Their mobile app rarely works for me. There was a bug for a few months(!) where I couldn't log in. It worked again for a month, and now the app can't connect to the server at all.
To be clear, I'm running this on a brand new iPhone X, so I've got plenty of power to run the app. The site works in my mobile browser, but the app has serious reliability problems.
If anyone at Reddit is reading this, please stop pushing the mobile app so hard. You're actively making things worse by pushing a highly unreliable app!
Also, please make it possible to sort by "Rising" on the mobile site and app (should I ever be able to connect again). On busy news days, things move fast enough that "Rising" is the only way to keep up, yet the option is mysteriously inaccessible on mobile.
This should be the top comment. The dark UX forcing an app down your throat for a website is appalling. Also is the chorus of illiterate responsers to every post like this pushing yet another 3rd party app. The website is broken if you need an app.
use the .compact version of reddit's website: append a '/.compact' to the end of a normal reddit url like www.reddit.com/r/programming/.compact , and see how fast and user friendly it is!
Luckily taking 15 seconds to type this in the address bar and load the old version is still faster than loading any "normal" mobile Reddit page. This is what I've been doing for years.
I agree that .compact is their most mobile friendly website but I'm not sure I'd call it "user friendly".
It's difficult to edit comments, difficult to switch between subreddit's, and defaults to their main mobile format or prompts you to download their app if you click on any internal links that don't have .compact in the URL (include the default /r/$subreddit formatting).
They have also periodically been A/B testing a popup with only two options, login or get mobile app, when clicking on a topic -- as far as I could tell it was not possible to just pass to the comment thread.

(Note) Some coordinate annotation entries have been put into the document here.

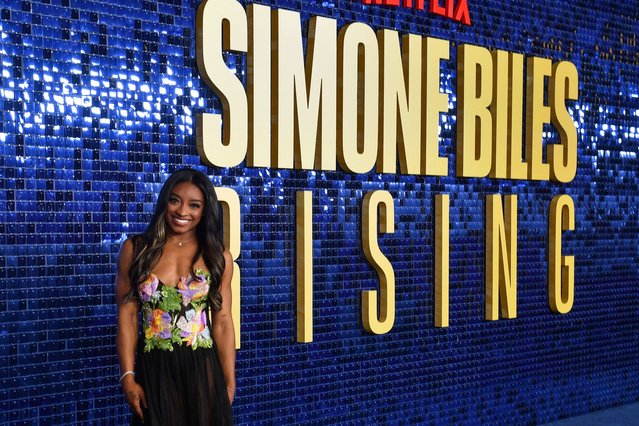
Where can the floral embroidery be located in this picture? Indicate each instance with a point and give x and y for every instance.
(193, 289)
(159, 325)
(194, 330)
(173, 316)
(147, 290)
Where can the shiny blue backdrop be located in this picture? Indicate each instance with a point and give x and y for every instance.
(97, 104)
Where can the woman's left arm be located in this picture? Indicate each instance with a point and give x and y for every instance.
(223, 331)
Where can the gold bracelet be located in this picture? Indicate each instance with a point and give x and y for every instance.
(126, 373)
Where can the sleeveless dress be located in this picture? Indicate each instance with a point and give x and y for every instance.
(177, 363)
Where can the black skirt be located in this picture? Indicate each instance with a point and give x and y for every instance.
(182, 387)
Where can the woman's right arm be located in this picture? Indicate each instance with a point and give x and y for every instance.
(127, 336)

Luckily that seems to have been phased out.
I completely agree and even when you just accept all this and actually get the App, it is pretty terrible (on IOS).
As in, it stops loading posts, and stops infinite scrolling, so you have to basically kill the app, then go back into it.

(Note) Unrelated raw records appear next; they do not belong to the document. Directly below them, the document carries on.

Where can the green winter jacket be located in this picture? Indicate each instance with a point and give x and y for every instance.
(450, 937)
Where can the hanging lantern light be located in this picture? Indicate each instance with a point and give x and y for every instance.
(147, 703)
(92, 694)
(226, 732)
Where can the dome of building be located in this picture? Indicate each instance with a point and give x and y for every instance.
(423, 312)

I don't see how that is more useful than the website or a better experience.
Also another issue is that many links just don't work. I can't see `streamable` and many others because the page that opens has no touch detection. I have to select `...` then go to `Open in Safari` to make it work.
Reddit and YouTube are the only things stopping my IPad from gathering dust.

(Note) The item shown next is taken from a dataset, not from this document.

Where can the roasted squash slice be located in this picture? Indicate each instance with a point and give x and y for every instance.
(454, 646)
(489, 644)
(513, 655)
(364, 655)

It's because they want your device's advertiser ID so they can associate it with your interests based on subreddits you visit. There's gold in them ad targeting data hills.
I never download "the app" because I know the privacy and security settings of my browser will not apply there and everything on my phone will get hoovered.
Try i.reddit.com. I still use it, and I'm still annoyed to no end when the "modern" mobile website loads instead, with its ~5 second splash screen that loads less information than the former does in goddamn instant.
I think that's now removed no? Or at least, I haven't noticed it for a while.
I got hit with the Google hammer regarding a similar banner, where they threatened to stop indexing the site completely, so I assume they had a similar message. Or maybe they're large enough to be exempt. I don't know.
It's a small banner on Reddit's AMP pages. Once you click "view more comments", you're taken over to the mobile version which has the huge banner.
Shamless plug: you can see this behaviour in the two screenshots in lower left corner in this post https://grumpy.website/post/0PhBPyfR- Reddit redesigned the AMP page to include some comments, but the behaviour is essentially the same.
You have to be logged in and toggle a preference to disable the popup. But then it forgets I'm logged in and I see it again. I agree that it's extremely obnoxious and has just resulted in me never bothering to look at Reddit on a phone anymore.
I use one of the third party apps. I tried the official app but it forces you to open external links in their embedded chrome/webview. The third party simply opens them in my browser.